Au moins 46 prisonniers et prisonnières d’opinion ukrainien·ne·s croupissent dans les geôles russes, d’après le Ministère des affaires étrangères ukrainien. Le plus souvent isolés de leurs proches par des milliers de kilomètres, ils ne peuvent compter que sur un petit groupe d’avocat·e·s et d’ONG locales sous-financées. Ils constituent 1% du massif des 4606 citoyen·ne·s ukrainien·ne·s emprisonné·e·s aujourd’hui en Russie, selon les chiffres fournis par le Service fédéral pénitentiaire russe.
Détenu·e·s au secret
«Nous n’excluons pas que le nombre réel de prisonniers politiques soit supérieur, car un grand nombre de gens ont disparu dans l’est de l’Ukraine (à cause du conflit russo-ukrainien). L’existence de cas de prisonniers secrets est possible», estime Ilia Novikov, qui défend plusieurs prisonniers et prisonnières politiques ukrainien·ne·s.

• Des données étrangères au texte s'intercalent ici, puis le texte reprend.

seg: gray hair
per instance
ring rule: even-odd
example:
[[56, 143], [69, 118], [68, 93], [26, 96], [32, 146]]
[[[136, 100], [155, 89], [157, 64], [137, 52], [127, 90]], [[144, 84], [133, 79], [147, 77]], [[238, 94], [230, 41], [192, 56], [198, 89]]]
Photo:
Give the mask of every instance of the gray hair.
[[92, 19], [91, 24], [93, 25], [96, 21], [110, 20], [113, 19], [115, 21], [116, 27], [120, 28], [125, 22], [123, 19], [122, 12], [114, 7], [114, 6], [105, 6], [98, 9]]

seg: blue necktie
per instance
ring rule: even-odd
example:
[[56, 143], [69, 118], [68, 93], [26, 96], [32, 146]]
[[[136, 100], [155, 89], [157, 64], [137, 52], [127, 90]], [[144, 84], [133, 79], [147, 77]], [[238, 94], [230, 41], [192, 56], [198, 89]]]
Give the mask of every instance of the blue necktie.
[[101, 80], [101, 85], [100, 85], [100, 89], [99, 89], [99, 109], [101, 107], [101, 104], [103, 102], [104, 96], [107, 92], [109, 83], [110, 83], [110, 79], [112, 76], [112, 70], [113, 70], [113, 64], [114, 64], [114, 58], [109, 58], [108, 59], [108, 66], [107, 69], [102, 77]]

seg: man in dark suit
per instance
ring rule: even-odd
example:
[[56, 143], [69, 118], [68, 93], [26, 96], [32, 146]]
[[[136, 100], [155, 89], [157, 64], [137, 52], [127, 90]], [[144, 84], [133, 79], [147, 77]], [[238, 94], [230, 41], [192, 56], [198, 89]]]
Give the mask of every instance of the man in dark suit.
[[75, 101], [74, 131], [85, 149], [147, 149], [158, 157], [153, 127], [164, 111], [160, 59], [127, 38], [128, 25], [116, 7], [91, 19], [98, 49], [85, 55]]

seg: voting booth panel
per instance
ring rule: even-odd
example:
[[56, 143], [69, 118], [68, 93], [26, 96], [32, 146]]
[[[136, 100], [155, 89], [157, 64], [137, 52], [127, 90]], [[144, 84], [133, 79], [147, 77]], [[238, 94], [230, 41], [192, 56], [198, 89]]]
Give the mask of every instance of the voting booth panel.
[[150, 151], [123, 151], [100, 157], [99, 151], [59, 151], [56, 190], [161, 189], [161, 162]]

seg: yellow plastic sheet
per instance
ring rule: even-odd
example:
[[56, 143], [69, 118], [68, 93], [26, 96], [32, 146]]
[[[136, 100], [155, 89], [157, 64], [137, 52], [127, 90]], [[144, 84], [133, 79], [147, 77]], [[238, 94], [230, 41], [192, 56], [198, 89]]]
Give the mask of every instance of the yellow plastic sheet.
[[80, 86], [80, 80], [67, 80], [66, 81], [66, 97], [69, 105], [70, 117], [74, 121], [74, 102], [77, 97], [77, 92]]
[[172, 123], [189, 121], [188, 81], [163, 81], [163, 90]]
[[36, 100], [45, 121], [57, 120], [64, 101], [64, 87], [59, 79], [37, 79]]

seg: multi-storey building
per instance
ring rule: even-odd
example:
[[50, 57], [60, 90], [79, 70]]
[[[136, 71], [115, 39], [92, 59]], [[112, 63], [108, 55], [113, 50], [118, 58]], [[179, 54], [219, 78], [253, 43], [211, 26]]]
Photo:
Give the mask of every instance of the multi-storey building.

Seul le cas du cinéaste Oleg Sentsov, 40 ans, affleure encore dans les médias, du fait de son statut d’artiste. Arrêté le 11 mai 2014 à Sébastopol où il militait contre l’annexion de la Crimée par la Russie, il a été torturé et menacé de viol, selon son avocat russe Dmitry Dinze. Sentsov purge une peine de 20 ans de prison dans une colonie pénitentiaire de la région de Iakoutsk, en Sibérie orientale, à 5600 kilomètres de sa famille. «Oleg est quelqu’un de très fort, mais il a des passages à vide à cause de l’isolement dans lequel il vit», déplore Maria Tomak, coordinatrice de l’ONG ukrainienne Initiative médiatique pour les droits humains.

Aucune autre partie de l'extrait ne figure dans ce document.